Please file a feature request at https://github.com/VictoriaMetrics/prometheus-benchmark/issu... to add the ability to test resource usage for typical queries for building Grafana graphs if you think this will be a good feature.

> I am also not aware of VictoriaMetrics giving back anything to the Prometheus ecosystem (can you maybe link some examples if I am wrong?)

Sure:

- https://github.com/prometheus/prometheus/issues?q=author%3Av...

- https://github.com/prometheus/prometheus/issues?q=author%3Al...

- https://github.com/prometheus/prometheus/issues?q=author%3Ah...

> As per recent actual examples, here's a 2 submission of the same post bashing project in the ecosystem: https://news.ycombinator.com/item?id=40838531

This submission posts a link to the real-world experience of long-term user of Grafana Loki. This user points to various issues in applications he uses. For example:

- Issues with Loki restarts - https://utcc.utoronto.ca/~cks/space/blog/sysadmin/GrafanaLok...

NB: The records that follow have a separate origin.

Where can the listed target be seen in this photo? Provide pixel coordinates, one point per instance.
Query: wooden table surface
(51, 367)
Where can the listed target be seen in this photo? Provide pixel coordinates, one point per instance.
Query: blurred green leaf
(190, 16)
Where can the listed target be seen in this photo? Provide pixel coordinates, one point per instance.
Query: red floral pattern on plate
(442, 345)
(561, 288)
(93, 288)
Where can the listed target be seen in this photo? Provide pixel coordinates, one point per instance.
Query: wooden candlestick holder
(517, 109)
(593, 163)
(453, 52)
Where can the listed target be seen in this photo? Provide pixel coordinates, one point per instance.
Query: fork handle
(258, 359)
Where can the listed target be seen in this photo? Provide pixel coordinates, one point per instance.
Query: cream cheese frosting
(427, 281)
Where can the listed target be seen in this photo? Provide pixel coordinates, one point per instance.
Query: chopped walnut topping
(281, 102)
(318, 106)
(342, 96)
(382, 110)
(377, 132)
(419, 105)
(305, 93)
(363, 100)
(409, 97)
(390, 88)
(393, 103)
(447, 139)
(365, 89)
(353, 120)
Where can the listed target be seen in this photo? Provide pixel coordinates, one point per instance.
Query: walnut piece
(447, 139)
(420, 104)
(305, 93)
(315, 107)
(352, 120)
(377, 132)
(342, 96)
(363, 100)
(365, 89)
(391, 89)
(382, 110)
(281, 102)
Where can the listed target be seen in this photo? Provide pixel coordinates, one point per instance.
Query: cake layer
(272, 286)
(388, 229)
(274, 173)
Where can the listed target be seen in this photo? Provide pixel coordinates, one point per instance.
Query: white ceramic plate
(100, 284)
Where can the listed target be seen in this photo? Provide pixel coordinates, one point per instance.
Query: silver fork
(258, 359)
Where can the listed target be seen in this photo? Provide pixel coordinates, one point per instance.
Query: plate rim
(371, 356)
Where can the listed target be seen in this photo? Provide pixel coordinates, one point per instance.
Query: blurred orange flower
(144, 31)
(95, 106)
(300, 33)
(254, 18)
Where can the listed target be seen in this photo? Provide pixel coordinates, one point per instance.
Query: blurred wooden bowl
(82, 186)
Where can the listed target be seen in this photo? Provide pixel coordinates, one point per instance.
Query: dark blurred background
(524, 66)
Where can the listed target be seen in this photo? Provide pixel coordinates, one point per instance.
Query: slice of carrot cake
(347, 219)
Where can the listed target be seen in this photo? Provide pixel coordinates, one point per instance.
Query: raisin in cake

- Issues with structured metadata in Loki 3.0 - https://utcc.utoronto.ca/~cks/space/blog/sysadmin/GrafanaLok...

- Issues with single-node Loki setup - https://utcc.utoronto.ca/~cks/space/blog/sysadmin/GrafanaLok...

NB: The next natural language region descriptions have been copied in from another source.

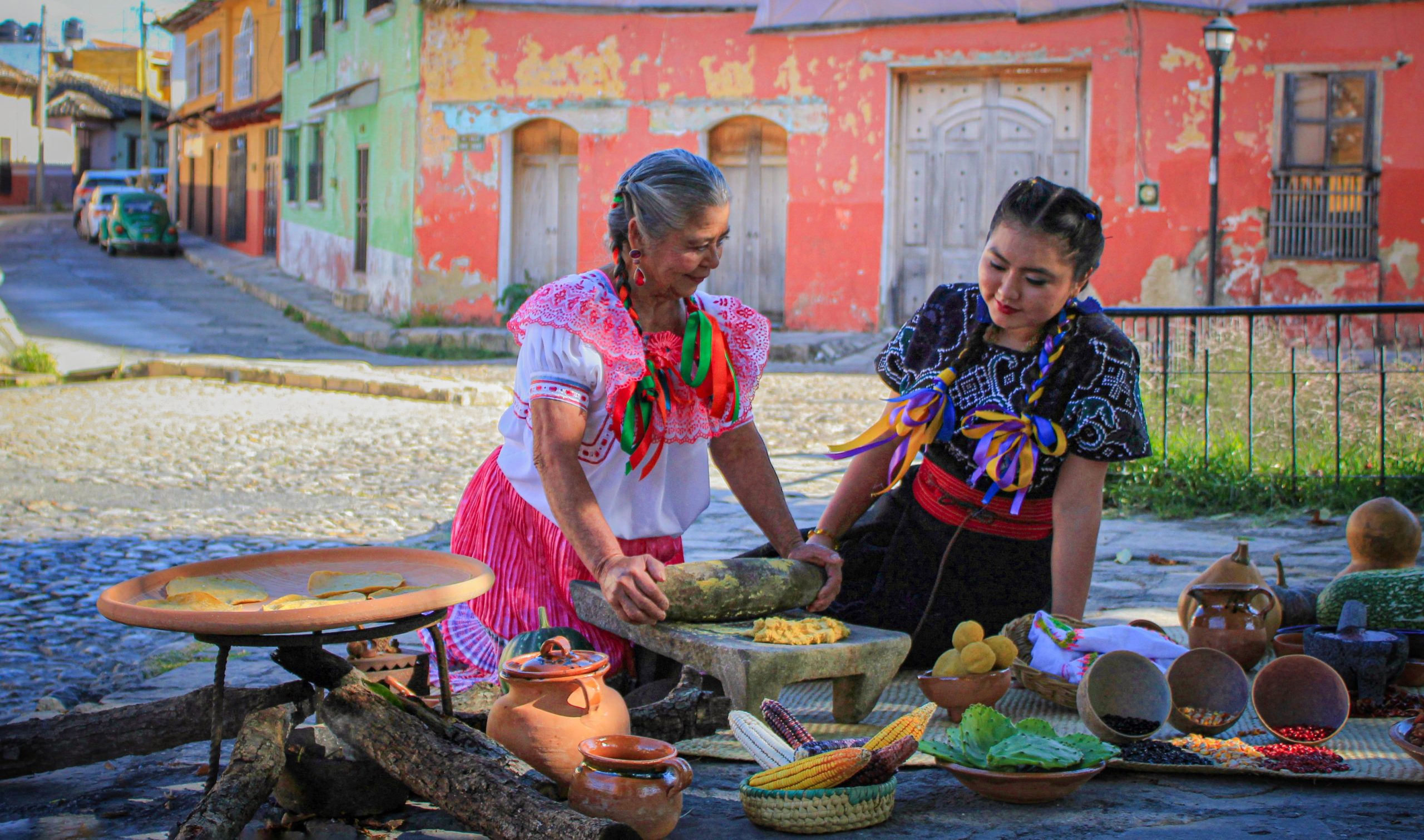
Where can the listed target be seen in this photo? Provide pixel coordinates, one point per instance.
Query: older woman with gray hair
(627, 378)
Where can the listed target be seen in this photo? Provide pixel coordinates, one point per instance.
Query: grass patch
(32, 358)
(441, 352)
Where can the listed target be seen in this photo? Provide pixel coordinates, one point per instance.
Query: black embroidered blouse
(1092, 391)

- Issues with Loki logcli command - https://utcc.utoronto.ca/~cks/space/blog/sysadmin/GrafanaLok...

- Issues with Grafana Loki data compaction - https://utcc.utoronto.ca/~cks/space/blog/sysadmin/GrafanaLok...

- Comparison of Grafana Loki vs traditional syslog server - https://utcc.utoronto.ca/~cks/space/blog/sysadmin/GrafanaLok...

As you can see, this user shares his extensive experience with Grafana Loki, and continues using it despite the fact that there is much better solution exists, which is free from all the Loki issues - VictoriaLogs. This user isn't affiliated with VictoriaMetrics in any way.

That's how to monitor not what to monitor
Yeah, Ive been working on deploying such with added txtai indexing so I can just ask my stack questions - setup txtai workflows and be able to slice questions across what youre monitoring.